特別対談

    2022.05.20

    【特別対談:東小薗光輝×鈴木康弘】財務諸表ではなく定性的な人間性を評価する与信審査サービス、債権保証と組み合わせることで利用拡大図る

    AIを使った与信審査サービスを提供するH.I.F.。サービスを提供し、顧客から信頼を勝ち取るまでの道のりには、創業者のさまざまな出会いと経験、そして強い思いがあった。創業者であるH.I.F. 代表取締役の東小薗光輝氏に、創業に至る経緯と、他に類を見ない同社の与信審査サービスの強みを聞きました。(聞き手:DXマガジン総編集長 鈴木康弘)

    「与信」が企業や人の可能性を広げる

    鈴木:H.I.F.の事業内容をご紹介いただけますか。

    東小薗:当社はAIを活用した与信審査サービスを提供する会社です。売掛取引が可能な企業やお金を貸しても大丈夫な人を調べたいという企業向けに、与信審査技術を軸とした金融サービスを提供します。債権を流動化するサービスや企業の売掛金を保証するサービスを手掛けるほか、企業の請求業務を代行するサービスも提供しています。

    鈴木:東小薗さんはもともと金融業界で経験を積まれてきたのですか。H.I.F.を設立した経緯を教えてください。

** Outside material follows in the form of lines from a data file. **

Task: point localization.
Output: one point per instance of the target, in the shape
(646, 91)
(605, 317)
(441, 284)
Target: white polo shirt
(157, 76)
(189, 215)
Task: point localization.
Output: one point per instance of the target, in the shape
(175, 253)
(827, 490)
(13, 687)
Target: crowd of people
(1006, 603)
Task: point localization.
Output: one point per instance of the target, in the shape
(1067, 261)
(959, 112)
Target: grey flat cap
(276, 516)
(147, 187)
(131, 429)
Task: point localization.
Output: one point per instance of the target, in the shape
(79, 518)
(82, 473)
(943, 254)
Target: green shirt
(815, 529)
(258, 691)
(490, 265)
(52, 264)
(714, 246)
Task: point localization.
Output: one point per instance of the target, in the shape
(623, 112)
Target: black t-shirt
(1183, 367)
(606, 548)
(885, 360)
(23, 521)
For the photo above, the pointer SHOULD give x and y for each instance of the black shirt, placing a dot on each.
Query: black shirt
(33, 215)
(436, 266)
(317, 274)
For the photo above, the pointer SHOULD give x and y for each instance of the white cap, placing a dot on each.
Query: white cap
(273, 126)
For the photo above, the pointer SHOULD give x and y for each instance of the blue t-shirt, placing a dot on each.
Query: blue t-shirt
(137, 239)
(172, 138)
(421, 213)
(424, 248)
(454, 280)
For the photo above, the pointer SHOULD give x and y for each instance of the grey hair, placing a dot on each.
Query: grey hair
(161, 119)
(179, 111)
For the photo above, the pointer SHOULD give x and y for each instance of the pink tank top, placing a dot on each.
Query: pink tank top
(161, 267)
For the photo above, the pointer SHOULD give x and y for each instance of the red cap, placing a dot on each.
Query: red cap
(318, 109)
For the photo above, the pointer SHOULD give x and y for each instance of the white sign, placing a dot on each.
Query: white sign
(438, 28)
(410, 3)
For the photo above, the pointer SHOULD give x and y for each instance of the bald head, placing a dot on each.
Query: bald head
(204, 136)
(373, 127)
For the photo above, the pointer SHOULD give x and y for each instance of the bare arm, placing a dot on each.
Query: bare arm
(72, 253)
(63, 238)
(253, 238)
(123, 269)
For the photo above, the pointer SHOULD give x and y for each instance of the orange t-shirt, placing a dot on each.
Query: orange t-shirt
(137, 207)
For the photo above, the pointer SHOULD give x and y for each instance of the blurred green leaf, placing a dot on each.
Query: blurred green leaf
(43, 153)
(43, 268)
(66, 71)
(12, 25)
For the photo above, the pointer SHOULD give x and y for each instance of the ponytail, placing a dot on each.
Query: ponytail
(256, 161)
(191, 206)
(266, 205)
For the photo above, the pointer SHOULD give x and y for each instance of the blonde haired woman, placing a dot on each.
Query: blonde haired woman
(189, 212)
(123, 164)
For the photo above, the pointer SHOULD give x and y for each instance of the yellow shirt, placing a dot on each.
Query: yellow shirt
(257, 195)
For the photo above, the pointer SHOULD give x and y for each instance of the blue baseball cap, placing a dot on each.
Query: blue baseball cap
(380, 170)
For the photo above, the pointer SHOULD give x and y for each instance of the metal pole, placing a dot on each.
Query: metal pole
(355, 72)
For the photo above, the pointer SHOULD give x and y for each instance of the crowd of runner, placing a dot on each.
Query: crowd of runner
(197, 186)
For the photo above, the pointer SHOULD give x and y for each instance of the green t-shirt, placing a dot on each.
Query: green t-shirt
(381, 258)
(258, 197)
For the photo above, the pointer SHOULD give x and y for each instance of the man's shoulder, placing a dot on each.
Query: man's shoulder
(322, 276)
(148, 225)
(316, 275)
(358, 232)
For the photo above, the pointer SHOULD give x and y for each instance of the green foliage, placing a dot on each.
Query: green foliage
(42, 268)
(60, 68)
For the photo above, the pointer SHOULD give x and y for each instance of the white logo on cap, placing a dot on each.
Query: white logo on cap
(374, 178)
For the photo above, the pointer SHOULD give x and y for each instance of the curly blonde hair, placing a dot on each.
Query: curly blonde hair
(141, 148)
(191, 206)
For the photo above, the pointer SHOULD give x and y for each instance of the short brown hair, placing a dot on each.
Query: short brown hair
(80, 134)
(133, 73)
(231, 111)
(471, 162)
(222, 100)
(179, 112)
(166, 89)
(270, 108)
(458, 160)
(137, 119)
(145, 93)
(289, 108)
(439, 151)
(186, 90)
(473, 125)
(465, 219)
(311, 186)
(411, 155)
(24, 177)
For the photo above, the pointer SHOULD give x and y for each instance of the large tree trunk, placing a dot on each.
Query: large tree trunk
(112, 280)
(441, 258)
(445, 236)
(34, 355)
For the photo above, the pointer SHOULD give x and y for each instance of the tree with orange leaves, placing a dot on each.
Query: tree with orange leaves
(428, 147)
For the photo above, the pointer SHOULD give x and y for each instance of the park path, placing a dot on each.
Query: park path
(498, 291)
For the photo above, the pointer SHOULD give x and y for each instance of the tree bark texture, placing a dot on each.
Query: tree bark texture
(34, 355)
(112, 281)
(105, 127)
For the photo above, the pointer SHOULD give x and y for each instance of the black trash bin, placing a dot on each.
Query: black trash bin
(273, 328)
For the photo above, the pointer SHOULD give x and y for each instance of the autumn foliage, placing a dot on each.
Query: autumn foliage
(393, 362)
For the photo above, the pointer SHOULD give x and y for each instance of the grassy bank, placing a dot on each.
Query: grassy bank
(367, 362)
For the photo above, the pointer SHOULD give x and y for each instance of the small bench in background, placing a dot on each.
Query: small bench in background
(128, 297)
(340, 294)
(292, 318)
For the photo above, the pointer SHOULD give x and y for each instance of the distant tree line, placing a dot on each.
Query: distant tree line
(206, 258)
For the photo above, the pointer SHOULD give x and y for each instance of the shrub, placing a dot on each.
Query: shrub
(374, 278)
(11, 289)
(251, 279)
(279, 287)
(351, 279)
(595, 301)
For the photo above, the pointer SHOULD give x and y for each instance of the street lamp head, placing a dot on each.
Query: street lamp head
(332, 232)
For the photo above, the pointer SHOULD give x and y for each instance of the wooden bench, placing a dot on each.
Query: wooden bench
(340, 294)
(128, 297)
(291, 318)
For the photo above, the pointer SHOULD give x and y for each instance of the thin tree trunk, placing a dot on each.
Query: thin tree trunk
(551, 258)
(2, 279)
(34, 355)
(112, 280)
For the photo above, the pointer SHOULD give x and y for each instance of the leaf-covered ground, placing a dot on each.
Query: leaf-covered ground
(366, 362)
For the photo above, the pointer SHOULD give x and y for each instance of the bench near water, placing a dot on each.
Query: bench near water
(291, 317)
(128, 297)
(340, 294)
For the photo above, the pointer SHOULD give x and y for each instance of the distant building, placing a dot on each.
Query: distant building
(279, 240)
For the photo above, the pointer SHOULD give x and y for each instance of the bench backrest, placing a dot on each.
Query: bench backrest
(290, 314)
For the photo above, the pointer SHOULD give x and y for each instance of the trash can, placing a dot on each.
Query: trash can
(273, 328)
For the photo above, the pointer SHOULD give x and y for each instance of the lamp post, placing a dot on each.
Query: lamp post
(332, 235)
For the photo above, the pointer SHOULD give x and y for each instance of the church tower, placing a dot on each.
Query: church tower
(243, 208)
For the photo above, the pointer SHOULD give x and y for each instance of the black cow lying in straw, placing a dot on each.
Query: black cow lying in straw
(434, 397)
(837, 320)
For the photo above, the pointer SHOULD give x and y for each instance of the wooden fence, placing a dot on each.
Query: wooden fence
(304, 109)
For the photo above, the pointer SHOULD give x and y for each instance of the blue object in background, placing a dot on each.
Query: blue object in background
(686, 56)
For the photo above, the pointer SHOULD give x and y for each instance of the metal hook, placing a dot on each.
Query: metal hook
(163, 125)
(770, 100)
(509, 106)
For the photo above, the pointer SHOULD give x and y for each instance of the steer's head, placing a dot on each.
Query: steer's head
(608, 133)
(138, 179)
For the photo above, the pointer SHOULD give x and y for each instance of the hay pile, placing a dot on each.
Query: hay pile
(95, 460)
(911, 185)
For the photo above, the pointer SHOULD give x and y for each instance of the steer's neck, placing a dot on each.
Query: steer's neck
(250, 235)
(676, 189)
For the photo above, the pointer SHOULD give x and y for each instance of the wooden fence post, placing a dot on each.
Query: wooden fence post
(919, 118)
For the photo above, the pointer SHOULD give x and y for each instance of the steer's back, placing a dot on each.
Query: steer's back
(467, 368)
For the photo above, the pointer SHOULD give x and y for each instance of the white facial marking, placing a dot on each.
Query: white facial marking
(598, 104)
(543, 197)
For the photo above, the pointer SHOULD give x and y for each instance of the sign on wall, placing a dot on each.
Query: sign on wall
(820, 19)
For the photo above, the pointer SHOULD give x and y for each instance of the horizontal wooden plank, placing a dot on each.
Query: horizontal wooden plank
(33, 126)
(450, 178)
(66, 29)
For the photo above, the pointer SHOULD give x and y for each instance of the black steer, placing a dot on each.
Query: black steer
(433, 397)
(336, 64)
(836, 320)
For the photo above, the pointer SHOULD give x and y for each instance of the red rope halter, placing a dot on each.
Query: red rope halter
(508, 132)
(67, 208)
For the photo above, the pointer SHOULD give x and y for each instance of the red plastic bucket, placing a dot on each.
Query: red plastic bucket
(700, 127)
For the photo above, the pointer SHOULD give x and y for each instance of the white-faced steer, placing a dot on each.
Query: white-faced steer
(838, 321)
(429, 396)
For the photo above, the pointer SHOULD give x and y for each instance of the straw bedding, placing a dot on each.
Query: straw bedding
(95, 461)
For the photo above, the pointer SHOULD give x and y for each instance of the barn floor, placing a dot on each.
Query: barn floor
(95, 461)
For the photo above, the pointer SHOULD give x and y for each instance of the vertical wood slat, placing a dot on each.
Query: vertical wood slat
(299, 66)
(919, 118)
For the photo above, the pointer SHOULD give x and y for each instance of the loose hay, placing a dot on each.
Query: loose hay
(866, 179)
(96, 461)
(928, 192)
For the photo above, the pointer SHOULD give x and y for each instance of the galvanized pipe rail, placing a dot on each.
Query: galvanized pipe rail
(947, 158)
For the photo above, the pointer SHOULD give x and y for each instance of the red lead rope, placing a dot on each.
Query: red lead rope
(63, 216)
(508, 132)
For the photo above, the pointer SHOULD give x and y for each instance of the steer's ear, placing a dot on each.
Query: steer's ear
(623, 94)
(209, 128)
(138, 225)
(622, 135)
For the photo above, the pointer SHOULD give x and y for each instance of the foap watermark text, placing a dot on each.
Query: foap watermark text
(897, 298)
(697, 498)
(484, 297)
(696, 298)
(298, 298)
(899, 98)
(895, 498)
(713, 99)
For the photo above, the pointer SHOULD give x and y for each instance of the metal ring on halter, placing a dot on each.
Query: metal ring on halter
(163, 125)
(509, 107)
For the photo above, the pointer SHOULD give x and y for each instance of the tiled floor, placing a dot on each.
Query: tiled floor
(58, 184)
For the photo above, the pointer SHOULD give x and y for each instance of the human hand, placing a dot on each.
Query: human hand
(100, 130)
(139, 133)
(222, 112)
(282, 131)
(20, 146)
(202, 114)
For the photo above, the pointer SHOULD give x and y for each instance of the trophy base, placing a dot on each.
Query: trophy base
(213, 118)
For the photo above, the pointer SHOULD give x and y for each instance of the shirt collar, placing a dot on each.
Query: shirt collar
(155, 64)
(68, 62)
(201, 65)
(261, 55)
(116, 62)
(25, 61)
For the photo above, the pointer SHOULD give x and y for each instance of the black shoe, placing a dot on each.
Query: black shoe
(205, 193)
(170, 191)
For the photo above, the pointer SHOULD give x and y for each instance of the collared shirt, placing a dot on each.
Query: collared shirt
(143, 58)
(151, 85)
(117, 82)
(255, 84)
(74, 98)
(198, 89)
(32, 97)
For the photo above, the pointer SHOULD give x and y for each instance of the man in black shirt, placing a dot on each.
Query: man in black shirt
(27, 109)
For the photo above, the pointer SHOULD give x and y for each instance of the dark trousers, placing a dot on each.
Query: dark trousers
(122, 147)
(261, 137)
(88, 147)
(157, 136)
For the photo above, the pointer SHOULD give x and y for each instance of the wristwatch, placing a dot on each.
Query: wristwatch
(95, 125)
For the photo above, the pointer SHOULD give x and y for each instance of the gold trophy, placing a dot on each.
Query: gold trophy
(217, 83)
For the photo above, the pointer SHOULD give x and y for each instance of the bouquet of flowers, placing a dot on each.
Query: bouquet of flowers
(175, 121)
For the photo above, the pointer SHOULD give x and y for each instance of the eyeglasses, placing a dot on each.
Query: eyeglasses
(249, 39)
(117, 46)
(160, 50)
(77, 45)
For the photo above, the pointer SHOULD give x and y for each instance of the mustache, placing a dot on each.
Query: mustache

    東小薗:これまでずっと金融畑で経験を積んできたわけではありません。これまでの経歴をお話しすると、我が家は母子家庭で、私が高校3年生のとき、母が交通事故に遭って働けなくなってしまったんです。自分で生計を立てなければならず、大学進学を諦めて陸上自衛隊に入りました。しかし、このまま自衛隊で働き続けるのはどうかという思いが少なからずありました。私と同じく、家庭の事情や金銭的な理由で将来の可能性を潰さざるを得ない人に手を差し伸べられないか。そんな思いも常に持っていました。自分がこうした状況を変える仕組みを作れないか。そこで起業しようと思い立ったのです。
    写真:H.I.F. 代表取締役 東小薗光輝氏

    写真:H.I.F. 代表取締役 東小薗光輝氏

    鈴木:陸上自衛隊出身で金融サービスを提供する会社の代表。ユニークなご経歴ですね。陸上自衛隊を辞めてすぐにH.I.F.を起業したのでしょうか。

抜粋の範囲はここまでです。